To cite the authors of the study:
“We find that cities that implemented early and extensive NPIs suffered no adverse economic effects over the medium term. On the contrary, cities that intervened earlier and more aggressively experienced a relative increase in real economic activity after the pandemic subsided.”
“NPIs” in the quote above stands for non-pharmaceutical interventions, and includes different types of social distancing measures.
The conclusions of the study were that while the economic losses due to the Spanish Flu Pandemic were huge, social distancing measures not only kept the mortality from getting worse, but in the medium term actually improved the chances of a city for recovering quicker.
While no pandemic is the same, there are certain parallels which we can use as analogies for what is happening today.
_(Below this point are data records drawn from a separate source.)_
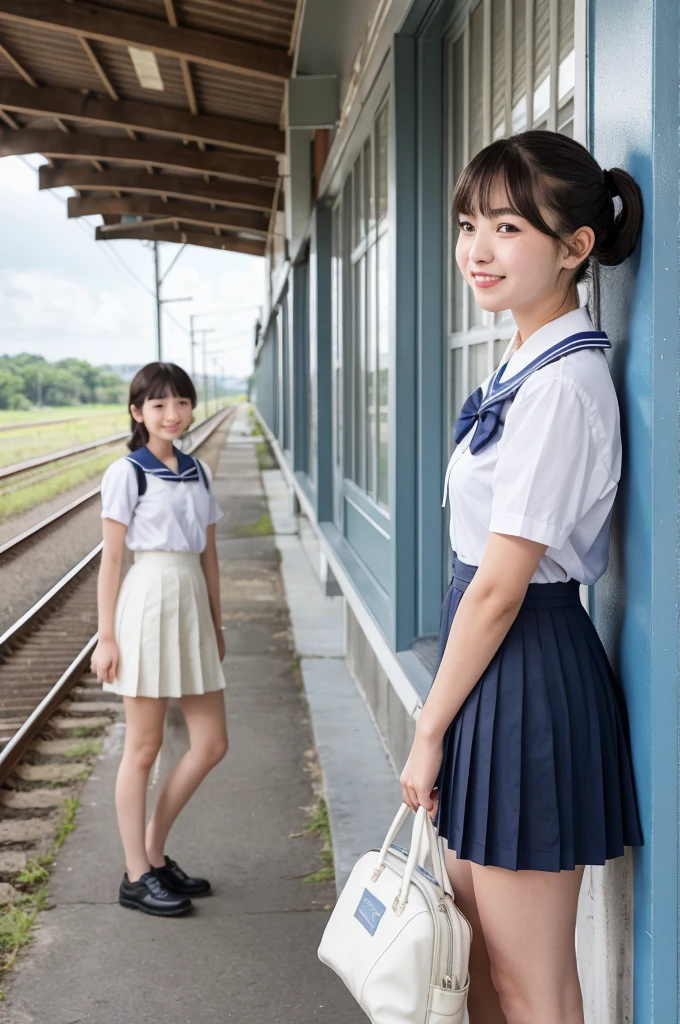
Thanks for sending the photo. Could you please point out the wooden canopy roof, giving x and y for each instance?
(165, 116)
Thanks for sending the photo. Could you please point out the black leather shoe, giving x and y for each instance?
(151, 896)
(172, 877)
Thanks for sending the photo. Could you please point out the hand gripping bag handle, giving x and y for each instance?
(422, 828)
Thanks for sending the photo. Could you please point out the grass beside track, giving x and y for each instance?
(30, 441)
(319, 825)
(20, 494)
(19, 418)
(17, 918)
(17, 497)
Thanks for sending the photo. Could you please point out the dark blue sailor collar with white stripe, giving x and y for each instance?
(484, 411)
(187, 469)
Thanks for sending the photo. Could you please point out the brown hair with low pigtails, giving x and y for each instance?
(157, 380)
(546, 171)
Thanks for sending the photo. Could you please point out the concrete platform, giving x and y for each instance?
(248, 953)
(360, 782)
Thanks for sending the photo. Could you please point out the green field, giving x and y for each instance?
(49, 413)
(40, 484)
(30, 439)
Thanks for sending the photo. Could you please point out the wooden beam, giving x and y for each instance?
(96, 64)
(219, 163)
(75, 105)
(229, 243)
(189, 213)
(125, 29)
(252, 197)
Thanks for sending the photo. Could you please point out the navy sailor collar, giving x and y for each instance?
(482, 411)
(186, 466)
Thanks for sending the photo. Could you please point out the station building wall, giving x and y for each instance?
(382, 343)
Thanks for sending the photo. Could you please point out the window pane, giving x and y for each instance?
(347, 333)
(567, 67)
(458, 390)
(500, 346)
(565, 28)
(369, 198)
(371, 372)
(357, 216)
(383, 366)
(565, 119)
(359, 370)
(477, 365)
(498, 69)
(541, 58)
(381, 174)
(458, 84)
(518, 66)
(476, 91)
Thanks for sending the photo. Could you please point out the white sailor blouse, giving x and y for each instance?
(539, 453)
(175, 509)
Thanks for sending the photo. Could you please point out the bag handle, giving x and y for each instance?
(422, 827)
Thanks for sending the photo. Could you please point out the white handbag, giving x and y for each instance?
(395, 936)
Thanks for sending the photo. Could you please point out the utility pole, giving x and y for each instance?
(161, 302)
(159, 337)
(204, 332)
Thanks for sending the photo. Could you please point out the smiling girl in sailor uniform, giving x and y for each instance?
(160, 636)
(522, 751)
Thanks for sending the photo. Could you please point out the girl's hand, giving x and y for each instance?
(104, 660)
(420, 774)
(221, 647)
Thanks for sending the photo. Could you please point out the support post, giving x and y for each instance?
(159, 338)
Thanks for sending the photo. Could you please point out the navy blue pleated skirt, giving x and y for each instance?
(537, 767)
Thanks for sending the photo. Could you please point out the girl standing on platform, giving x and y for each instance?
(522, 748)
(161, 636)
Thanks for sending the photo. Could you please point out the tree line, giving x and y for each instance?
(30, 380)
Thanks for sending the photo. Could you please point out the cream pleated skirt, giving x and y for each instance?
(164, 629)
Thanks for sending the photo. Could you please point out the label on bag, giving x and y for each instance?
(370, 911)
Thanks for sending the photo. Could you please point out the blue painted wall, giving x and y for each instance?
(634, 46)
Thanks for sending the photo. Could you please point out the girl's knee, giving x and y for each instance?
(523, 1004)
(143, 754)
(213, 751)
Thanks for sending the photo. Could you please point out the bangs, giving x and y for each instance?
(503, 169)
(161, 380)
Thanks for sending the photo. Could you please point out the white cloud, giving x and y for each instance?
(61, 293)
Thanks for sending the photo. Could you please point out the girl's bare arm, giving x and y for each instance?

These can then serve to guide us when we are making decisions on how to proceed next in the current Coronavirus Pandemic.
There are many different factors at play at the moment, and each part of the US, and each part of the world, has its unique circumstances and challenges to tackle. The nature of the pandemic is probably not the same in New York, as it is in Florida, and circumstances in Sweden are very different from those in Italy.
The responses therefore should not be the same for each place. However, history teaches us not to be too complacent. A second wave is a very high possibility, and could be even worse than the first one. That’s why it is important for cooler heads to prevail.
Now is not the time to go back to normal.